Summary: Policy iteration
Policy iteration alternates two simple steps to find the optimal policy: evaluate the current policy (solve its Bellman expectation equation), then improve it greedily. In any finite MDP this loop terminates at pi^*. Beyond the algorithm itself, the evaluate-then-improve pattern is the template almost every later RL method imitates. This summary is the scan-in-five-minutes version of the full lesson.
Core ideas
Section titled “Core ideas”- Two phases. Evaluation: for the current pi, compute V^pi by solving (or iterating) the Bellman expectation equation. Improvement: set pi’(s) = argmax_a [R(s, a) + gamma * sum_(s’) P(s’|s, a) V^pi(s’)]. Repeat.
- Termination. Stop when pi’_k = pi_k. That means the policy is greedy with respect to its own value, which exactly satisfies the Bellman optimality equation, so the policy is optimal.

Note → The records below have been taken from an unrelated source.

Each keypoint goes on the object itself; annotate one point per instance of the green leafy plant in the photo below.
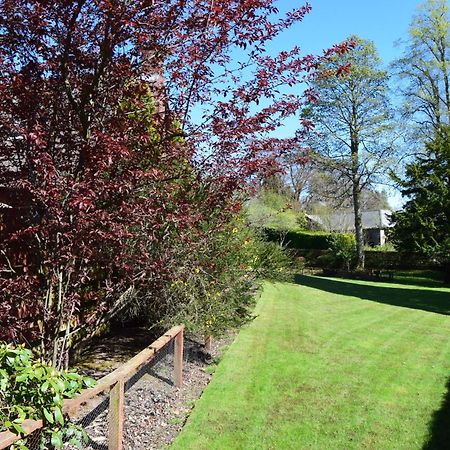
(343, 249)
(32, 389)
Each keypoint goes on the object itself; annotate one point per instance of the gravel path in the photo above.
(155, 410)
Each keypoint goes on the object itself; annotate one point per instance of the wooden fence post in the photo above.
(208, 344)
(116, 416)
(178, 359)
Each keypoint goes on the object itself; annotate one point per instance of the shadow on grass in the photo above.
(440, 426)
(415, 298)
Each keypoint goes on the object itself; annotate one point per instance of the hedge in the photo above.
(398, 260)
(300, 239)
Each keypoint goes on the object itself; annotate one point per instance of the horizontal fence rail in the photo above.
(114, 385)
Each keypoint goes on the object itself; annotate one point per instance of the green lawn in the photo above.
(332, 364)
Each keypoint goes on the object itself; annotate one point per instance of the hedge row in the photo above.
(399, 260)
(299, 239)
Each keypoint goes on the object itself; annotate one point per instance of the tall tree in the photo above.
(353, 137)
(424, 223)
(98, 138)
(424, 68)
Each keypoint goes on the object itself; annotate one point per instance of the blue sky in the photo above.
(331, 21)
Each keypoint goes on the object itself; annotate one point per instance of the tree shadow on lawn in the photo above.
(424, 299)
(439, 426)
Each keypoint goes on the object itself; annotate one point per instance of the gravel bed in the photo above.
(155, 410)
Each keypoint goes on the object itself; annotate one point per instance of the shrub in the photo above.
(216, 283)
(31, 389)
(343, 249)
(299, 239)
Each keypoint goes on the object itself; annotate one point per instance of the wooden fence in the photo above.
(114, 384)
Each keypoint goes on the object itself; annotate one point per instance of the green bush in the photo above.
(31, 389)
(300, 239)
(343, 249)
(216, 292)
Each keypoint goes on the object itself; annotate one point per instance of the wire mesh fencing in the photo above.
(121, 411)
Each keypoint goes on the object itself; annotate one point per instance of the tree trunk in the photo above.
(358, 228)
(356, 192)
(447, 272)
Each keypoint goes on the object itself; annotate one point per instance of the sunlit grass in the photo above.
(332, 364)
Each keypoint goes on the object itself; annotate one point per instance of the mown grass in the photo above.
(332, 364)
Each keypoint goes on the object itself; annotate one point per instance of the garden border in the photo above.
(114, 383)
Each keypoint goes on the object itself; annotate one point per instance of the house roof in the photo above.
(344, 220)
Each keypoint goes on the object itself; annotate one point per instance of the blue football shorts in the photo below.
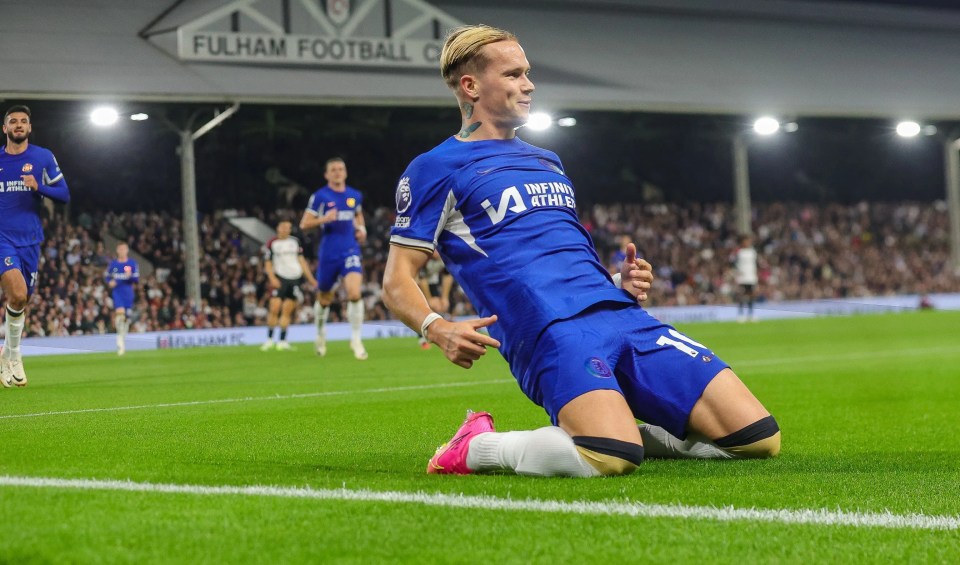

- The improvement theorem. A greedy improvement gives a policy no worse than the previous in any state, and strictly better in at least one state unless already optimal. Monotone improvement on a finite set of deterministic policies guarantees termination at pi^*.
- Worked: two-state, two-action MDP, gamma = 0.9. Starting from pi_0 = “always stay” gives V(A) = 10, V(B) = -10. Improvement flips B’s action to “switch” (Q jumps from -10 to +11), giving pi_1 = (A: stay, B: switch). Re-evaluating gives V(A) = 10, V(B) = 11; improvement does not change pi, so pi_1 is optimal. Two rounds: one flip, one confirm.
- Generalized policy iteration (GPI). Almost every RL method is some flavor of “estimate value, improve policy greedily, repeat.” Value iteration (next lesson) is GPI with only one Bellman sweep per improvement; TD methods (Phase 3) interleave the two steps sample-by-sample; actor-critic learns an explicit policy guided by a critic’s value. All are GPI.
- Planning, not learning. Policy iteration here uses P and R directly. Phase 3 re-does the same evaluate-then-improve loop from samples when P and R are unknown, which is what makes RL work in real systems.
What changes for you
Section titled “What changes for you”You have the first complete RL algorithm, with a convergence guarantee in finite MDPs and a clean pedagogical anchor: improve, evaluate, repeat until nothing changes. The mental model is the more valuable takeaway than the procedure. When you read about almost any later RL method, you can ask: where is the value-estimation step? where is the policy-improvement step? how are they being interleaved? Value iteration (next lesson) and the TD methods of Phase 3 will both register as different ways to instantiate the same evaluate-then-improve loop, with different choices for how thoroughly to evaluate and how the values are computed when the model is unknown. The architectural payoff from the previous lesson (greedy w.r.t. Q^* is optimal) is what makes the improvement step work; this lesson is where that payoff turns into a method.